Keyboard shortcuts

Press or to navigate between chapters

Press S or / to search in the book

Press ? to show this help

Press Esc to hide this help

Write a New Module

An EnrichmentModule is the unit of extension in SPRUCE. Each module reads columns from the CUR input row and/or from values set by earlier modules, then writes its results into a shared map. The pipeline materialises one output row per CUR row at the end, avoiding per-module row copies.

Implement the interface

Create a class that implements com.digitalpebble.spruce.EnrichmentModule:

package com.example.spruce.modules;

import com.digitalpebble.spruce.Column;
import com.digitalpebble.spruce.EnrichmentModule;
import org.apache.spark.sql.Row;

import java.util.Map;

import static com.digitalpebble.spruce.CURColumn.LINE_ITEM_PRODUCT_CODE;
import static com.digitalpebble.spruce.CURColumn.USAGE_AMOUNT;
import static com.digitalpebble.spruce.SpruceColumn.ENERGY_USED;

public class MyServiceEnergy implements EnrichmentModule {

    private double coefficient = 0.005; // kWh per usage unit

    @Override
    public void init(Map<String, Object> params) {
        Double value = (Double) params.get("coefficient");
        if (value != null) {
            coefficient = value;
        }
    }

    @Override
    public Column[] columnsNeeded() {
        return new Column[]{LINE_ITEM_PRODUCT_CODE, USAGE_AMOUNT};
    }

    @Override
    public Column[] columnsAdded() {
        return new Column[]{ENERGY_USED};
    }

    @Override
    public void enrich(Row row, Map<Column, Object> enrichedValues) {
        String productCode = LINE_ITEM_PRODUCT_CODE.getString(row);
        if (!"MyServiceCode".equals(productCode)) return;

        double amount = USAGE_AMOUNT.getDouble(row);
        enrichedValues.put(ENERGY_USED, amount * coefficient);
    }
}

columnsNeeded() and columnsAdded()

These declare the module’s dependencies and outputs. SPRUCE uses them to validate the schema at startup — it will fail fast if a required column is missing from the CUR report.
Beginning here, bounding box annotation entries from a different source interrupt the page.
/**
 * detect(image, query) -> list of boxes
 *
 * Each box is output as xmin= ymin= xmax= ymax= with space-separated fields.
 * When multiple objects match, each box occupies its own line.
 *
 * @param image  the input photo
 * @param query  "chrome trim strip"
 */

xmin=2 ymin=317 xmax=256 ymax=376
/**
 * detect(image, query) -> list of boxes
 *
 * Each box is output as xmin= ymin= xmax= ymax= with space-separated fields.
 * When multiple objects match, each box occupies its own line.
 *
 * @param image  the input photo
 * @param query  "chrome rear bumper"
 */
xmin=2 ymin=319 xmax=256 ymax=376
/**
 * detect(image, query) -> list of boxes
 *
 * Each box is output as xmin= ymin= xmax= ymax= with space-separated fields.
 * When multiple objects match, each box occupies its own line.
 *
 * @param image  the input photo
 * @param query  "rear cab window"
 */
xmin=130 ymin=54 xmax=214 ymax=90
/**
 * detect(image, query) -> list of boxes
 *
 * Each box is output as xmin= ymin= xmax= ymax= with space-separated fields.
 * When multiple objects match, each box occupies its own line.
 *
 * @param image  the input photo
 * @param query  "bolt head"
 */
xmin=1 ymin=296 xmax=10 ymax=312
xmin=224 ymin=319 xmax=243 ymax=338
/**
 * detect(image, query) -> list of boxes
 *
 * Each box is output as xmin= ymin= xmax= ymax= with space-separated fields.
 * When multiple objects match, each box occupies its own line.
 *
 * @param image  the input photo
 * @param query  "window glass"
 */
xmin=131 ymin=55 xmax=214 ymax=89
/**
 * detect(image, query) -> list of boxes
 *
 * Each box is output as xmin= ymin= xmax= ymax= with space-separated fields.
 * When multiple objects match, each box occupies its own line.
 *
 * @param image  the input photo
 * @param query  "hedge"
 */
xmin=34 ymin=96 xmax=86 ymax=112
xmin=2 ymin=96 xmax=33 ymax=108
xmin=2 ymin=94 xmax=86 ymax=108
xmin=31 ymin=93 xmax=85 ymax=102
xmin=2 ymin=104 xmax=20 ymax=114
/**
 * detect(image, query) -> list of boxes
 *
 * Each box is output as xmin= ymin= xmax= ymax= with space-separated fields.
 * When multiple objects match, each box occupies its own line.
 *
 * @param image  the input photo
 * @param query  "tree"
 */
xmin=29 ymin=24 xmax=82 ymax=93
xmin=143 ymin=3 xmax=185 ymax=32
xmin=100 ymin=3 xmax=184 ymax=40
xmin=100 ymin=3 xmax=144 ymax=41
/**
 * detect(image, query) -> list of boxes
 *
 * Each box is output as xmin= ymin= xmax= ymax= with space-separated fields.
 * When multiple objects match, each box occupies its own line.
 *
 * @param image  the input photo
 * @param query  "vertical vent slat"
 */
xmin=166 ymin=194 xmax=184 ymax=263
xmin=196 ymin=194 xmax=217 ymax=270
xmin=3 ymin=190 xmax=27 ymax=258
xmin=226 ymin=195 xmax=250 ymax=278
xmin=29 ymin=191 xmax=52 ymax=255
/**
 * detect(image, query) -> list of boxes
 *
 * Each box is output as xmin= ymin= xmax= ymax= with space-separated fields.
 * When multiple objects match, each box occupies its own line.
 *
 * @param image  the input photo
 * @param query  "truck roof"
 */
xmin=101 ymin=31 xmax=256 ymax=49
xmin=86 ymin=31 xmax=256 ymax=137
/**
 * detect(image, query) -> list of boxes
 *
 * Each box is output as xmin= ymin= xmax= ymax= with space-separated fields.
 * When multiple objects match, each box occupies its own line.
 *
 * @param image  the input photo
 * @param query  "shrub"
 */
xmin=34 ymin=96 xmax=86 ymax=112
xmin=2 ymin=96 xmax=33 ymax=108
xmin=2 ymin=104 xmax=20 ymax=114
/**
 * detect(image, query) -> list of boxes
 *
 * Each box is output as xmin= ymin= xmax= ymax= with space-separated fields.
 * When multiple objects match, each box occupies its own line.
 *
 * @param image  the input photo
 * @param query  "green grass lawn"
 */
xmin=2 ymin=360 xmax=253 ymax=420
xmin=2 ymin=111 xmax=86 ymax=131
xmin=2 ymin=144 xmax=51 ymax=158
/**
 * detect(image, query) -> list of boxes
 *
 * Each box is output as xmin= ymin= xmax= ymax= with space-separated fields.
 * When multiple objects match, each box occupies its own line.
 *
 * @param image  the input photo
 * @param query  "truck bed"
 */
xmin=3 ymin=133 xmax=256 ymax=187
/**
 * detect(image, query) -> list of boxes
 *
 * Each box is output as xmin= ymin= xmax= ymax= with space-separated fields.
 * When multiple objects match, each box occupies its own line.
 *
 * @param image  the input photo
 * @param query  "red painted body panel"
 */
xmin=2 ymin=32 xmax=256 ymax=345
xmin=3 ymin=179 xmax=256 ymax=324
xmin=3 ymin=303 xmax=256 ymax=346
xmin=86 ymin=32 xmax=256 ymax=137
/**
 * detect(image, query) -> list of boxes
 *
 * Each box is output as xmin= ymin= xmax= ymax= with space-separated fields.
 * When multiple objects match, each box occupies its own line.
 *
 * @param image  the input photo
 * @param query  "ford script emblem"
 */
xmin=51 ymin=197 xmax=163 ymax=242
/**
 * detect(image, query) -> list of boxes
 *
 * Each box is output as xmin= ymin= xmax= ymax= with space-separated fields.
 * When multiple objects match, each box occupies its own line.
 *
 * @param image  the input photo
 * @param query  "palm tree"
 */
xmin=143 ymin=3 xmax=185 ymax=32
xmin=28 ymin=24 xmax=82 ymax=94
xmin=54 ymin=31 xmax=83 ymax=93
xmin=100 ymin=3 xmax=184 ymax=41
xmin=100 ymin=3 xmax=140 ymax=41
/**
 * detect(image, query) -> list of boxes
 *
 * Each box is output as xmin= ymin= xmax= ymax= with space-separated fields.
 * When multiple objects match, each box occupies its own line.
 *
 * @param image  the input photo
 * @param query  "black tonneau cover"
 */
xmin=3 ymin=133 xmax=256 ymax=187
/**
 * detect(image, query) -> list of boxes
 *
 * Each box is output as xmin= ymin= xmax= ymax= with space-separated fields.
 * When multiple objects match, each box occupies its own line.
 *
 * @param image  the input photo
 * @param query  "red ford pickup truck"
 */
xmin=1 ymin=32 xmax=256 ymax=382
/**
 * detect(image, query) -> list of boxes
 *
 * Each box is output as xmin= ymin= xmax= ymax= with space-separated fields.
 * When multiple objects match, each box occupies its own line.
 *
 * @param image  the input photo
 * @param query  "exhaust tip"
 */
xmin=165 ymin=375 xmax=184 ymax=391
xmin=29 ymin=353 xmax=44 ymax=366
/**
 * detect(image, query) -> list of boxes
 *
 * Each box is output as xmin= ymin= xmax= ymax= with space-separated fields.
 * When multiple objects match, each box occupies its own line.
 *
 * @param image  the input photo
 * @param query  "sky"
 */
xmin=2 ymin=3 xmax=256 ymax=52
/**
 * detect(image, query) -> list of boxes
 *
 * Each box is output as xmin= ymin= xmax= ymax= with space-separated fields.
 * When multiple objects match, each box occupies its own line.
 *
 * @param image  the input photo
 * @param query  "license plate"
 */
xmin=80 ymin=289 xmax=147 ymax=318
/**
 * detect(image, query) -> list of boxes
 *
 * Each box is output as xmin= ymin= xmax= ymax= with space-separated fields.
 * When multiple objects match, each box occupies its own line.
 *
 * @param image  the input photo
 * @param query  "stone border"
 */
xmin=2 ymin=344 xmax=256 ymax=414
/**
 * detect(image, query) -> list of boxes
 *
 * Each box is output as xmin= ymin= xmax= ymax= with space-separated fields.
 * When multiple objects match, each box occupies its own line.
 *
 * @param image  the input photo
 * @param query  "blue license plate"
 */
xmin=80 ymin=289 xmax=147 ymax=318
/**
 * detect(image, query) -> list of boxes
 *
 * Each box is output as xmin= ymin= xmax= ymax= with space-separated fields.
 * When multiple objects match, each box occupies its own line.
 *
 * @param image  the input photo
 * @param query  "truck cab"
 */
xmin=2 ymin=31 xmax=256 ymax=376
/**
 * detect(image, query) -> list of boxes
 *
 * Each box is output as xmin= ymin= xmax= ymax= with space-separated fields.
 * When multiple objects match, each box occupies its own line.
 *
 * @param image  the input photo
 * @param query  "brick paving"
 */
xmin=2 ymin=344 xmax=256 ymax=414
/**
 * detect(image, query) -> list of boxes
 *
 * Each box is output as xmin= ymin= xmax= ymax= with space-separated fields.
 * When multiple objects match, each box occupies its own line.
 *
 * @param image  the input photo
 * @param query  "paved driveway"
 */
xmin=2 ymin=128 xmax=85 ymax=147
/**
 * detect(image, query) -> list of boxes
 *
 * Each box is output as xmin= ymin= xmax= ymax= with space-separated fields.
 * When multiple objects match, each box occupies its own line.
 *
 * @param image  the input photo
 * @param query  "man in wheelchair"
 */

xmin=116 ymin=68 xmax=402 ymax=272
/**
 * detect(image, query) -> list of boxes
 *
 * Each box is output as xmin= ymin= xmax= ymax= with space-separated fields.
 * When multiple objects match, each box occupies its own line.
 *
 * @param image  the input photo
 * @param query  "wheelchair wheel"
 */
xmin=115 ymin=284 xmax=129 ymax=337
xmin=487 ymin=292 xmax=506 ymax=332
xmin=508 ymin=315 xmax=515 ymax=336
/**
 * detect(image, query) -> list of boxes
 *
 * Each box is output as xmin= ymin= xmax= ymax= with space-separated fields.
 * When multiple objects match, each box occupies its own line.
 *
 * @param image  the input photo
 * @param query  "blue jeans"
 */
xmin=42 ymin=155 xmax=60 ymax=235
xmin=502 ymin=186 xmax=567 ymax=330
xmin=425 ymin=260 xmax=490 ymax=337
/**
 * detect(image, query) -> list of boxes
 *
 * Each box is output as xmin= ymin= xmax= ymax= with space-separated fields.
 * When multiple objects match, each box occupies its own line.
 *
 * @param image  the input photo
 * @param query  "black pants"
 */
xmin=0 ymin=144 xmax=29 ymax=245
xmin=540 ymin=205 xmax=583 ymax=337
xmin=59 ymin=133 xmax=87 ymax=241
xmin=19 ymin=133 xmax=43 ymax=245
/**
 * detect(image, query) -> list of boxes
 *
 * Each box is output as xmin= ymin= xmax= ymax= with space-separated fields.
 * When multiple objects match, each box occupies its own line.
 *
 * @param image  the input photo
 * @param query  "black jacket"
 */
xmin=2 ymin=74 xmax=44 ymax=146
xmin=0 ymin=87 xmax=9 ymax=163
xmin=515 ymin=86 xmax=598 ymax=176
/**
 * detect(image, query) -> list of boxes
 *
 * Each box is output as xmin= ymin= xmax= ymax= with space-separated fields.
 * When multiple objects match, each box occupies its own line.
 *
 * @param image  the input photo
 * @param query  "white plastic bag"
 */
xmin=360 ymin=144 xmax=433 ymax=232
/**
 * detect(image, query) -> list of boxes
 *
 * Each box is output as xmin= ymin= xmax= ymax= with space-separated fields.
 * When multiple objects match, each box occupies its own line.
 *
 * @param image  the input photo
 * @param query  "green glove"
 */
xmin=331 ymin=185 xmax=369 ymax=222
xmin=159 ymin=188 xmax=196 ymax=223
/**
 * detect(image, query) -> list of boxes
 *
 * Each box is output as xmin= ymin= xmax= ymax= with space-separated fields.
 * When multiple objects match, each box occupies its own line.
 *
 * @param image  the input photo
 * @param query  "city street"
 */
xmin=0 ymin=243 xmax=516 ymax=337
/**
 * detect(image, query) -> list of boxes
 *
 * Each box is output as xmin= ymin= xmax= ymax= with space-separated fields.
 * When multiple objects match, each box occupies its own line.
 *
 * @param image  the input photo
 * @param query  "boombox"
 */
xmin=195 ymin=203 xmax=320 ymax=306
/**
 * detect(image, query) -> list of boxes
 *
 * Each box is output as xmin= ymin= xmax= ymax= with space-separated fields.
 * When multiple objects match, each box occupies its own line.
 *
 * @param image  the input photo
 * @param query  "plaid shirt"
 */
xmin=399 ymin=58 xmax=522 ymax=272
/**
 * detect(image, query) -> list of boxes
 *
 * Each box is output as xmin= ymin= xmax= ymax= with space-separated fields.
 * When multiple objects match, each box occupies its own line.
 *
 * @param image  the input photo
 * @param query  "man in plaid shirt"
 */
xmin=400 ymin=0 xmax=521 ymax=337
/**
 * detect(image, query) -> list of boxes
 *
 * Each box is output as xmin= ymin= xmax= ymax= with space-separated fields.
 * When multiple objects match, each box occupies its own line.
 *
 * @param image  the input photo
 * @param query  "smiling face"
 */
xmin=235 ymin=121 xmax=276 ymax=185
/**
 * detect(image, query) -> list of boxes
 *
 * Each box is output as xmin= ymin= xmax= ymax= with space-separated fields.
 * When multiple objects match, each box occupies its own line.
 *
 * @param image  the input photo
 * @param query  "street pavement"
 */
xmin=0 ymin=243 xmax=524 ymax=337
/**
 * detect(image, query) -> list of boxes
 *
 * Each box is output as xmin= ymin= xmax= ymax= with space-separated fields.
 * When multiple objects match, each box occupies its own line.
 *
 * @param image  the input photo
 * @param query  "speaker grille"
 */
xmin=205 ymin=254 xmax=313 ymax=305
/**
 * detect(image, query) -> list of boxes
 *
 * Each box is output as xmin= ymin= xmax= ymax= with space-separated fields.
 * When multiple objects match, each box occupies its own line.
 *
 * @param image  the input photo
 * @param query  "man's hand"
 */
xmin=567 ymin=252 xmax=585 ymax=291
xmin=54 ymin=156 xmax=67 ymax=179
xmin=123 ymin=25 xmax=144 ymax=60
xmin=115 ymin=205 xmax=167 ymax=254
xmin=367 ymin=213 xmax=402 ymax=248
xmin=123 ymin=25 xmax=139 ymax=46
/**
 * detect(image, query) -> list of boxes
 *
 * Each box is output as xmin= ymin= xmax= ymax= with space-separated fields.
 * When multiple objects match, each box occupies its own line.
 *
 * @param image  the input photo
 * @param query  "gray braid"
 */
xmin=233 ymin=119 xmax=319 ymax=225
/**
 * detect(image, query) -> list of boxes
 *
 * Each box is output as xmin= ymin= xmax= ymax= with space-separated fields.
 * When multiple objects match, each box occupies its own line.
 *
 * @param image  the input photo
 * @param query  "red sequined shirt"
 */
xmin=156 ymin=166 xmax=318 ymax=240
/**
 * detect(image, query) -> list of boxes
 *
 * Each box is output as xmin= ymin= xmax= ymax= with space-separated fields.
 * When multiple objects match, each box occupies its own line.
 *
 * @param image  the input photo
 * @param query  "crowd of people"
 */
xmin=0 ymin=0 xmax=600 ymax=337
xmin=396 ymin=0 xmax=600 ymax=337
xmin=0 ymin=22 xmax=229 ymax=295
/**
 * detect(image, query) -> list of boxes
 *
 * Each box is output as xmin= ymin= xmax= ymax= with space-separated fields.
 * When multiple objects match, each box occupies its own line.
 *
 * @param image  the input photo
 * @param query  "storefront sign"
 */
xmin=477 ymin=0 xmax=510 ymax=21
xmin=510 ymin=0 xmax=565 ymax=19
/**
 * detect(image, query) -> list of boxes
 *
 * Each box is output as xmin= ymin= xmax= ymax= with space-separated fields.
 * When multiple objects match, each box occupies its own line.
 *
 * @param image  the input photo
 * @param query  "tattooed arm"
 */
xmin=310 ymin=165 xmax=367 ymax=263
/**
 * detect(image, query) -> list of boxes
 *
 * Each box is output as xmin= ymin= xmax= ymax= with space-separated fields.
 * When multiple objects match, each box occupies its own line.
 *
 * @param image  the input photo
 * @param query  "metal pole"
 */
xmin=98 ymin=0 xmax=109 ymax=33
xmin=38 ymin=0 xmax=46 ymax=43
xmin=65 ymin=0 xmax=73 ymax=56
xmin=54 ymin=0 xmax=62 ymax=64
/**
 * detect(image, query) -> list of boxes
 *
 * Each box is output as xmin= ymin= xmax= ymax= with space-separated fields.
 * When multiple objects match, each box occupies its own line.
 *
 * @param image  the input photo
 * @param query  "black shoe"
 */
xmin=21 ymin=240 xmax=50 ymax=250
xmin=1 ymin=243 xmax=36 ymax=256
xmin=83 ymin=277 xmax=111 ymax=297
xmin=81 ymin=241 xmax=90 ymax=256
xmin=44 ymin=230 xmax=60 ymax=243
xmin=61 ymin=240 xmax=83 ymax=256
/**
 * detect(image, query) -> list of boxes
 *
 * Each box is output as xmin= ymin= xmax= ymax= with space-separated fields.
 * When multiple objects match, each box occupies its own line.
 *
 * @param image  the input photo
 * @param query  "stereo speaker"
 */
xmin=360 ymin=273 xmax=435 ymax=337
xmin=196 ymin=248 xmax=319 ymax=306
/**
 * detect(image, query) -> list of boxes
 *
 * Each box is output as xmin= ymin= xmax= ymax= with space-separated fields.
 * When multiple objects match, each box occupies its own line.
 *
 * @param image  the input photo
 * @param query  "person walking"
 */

columnsNeeded() should list every column you read, whether from the original CUR row (CURColumn) or from the shared enrichment map (SpruceColumn).

init()

Called once per partition before any rows are processed. Use it to load configuration values passed via the JSON config, or to read resource files. The params map is null when no config block is present in the JSON.

enrich()

Called once per usage row (tax, discount and fee rows are filtered out by the pipeline). Two sources of data are available:

Reading CUR input columns — use the typed getters on CURColumn:

String productCode = LINE_ITEM_PRODUCT_CODE.getString(row);
double amount      = USAGE_AMOUNT.getDouble(row);
boolean missing    = USAGE_AMOUNT.isNullAt(row);

// Optional field — returns null instead of throwing if absent from schema:
String region = PRODUCT_REGION_CODE.getString(row, /* optional= */ true);

Reading values set by earlier modules — use the typed getters on SpruceColumn:

Double energyUsed = ENERGY_USED.getDouble(enrichedValues);
String region     = REGION.getString(enrichedValues);

Both getters return null when the value is absent, so always null-check before using them.

Writing results — put values into the shared map:

enrichedValues.put(ENERGY_USED, computedValue);

If a module only runs for certain rows, simply return early without putting anything into the map. Columns not written remain null in the output row.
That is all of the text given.